A royal jelly factory in New Zealand
Editor’s note: Our international correspondent spent the second leg of her beekeeping trip in New Zealand. So far, she has written three articles about her New Zealand adventures, but we are waiting for final permission to publish the first two. Today’s story is about grafting larvae with the ultimate goal of harvesting royal jelly.
We wake up at 5:30, slap together some sandwiches, and I wrestle a bee suit that’s two extras too large. An hour later, we’re on site, pulling fresh brood from a yard of nucs. There aren’t many bees inside—the strong colonies were taken to the honey flow long ago—but nevertheless we pull two or three frames per colony. In total, we need three boxes (30 frames) of graftable brood and one box of sealed brood. We’ll use the sealed brood later to bolster the starter colonies.
Pulling brood means finding queens, and I’m no good at finding queens when I want to convince people that I’m good at finding queens. When I’m nervous, I forget what I’m doing and wind up missing the queen for the bees. I start admiring and stop searching. My eyes catch on emerging bees, pale yellow birthdays, bustling workers, and bumbling drones. I turn the frames over in my hands, observing without assessing, tucking the queen back into her hive, completely oblivious. I usually miss a couple this way before I have no more cool to lose, and then I can relax and do the job right.
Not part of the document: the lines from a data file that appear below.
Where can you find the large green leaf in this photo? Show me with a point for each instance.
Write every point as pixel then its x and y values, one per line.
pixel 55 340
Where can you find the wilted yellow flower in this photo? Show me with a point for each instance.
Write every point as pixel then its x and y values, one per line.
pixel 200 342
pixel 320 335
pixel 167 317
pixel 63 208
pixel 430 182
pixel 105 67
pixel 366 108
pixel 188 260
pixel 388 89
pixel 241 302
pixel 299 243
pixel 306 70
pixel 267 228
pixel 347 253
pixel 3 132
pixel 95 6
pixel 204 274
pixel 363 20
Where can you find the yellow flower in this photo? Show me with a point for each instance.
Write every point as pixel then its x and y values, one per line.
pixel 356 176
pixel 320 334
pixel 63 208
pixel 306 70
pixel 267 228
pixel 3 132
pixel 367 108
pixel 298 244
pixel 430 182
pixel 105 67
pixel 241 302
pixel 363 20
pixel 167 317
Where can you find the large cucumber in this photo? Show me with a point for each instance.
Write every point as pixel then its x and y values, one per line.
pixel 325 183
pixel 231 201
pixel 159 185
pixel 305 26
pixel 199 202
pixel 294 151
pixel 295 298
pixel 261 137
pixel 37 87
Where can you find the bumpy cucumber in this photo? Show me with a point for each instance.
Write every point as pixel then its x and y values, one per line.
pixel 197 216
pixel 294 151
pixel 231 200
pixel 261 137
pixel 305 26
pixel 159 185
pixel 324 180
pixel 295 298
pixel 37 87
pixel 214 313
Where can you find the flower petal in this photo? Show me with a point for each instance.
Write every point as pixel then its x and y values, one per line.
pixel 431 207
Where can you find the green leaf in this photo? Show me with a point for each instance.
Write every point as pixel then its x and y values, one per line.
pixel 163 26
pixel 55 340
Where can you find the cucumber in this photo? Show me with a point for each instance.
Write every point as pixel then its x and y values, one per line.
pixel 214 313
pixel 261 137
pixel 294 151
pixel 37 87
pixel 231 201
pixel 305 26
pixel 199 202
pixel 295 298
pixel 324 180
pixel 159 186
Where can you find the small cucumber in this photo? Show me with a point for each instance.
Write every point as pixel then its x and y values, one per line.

It takes us a few hours to find sufficient frames. Then at 9:30 we head to the grafting shed, which is a small shack in a big field with a bench, some stools, and a radio. We turn on the generator, hunch over our frames, and begin scooping up larvae almost too small to see. We place these larvae into plastic queen cups. There are three rows of cups on each frame and twenty cups per row. The experts average a sixty per cent success rate. These guys have been grafting six days a week since Christmas, and some of them are on their second or third year.
The queen cup frames are destined for starter colonies. These are colonies kept in a perpetually queenless, orphan frenzy. We transfer the queen cups to starter colonies in the afternoon, and we feed them a dollop of pollen goop and a splash of sugar syrup. We also provide sealed brood to maintain the starter colony population. Frantic to grow a queen, these bees pile royal jelly into the queen cups.
We pull out the frames the next day and use a machine to remove the eggs and suck out the jelly. The jelly goes to a royal jelly packer who wraps it in capsules and sells it as a nutritional supplement. I haven’t seen the machine that sucks out the jelly, but I bet it looks like an octopus.
It takes us 4 hours to reach our grafting quota. In between larvae, I hold my grafting tool in my mouth, and I bet I consume a good capsule and a half of royal jelly this way. It’s bitter. Actually, it tastes like the stuff we spray on the TV remote at home to keep my dog from chewing on the batteries. But this stuff is nutritious, and if I want to lay 2,000 eggs a day, I had better take my supplement!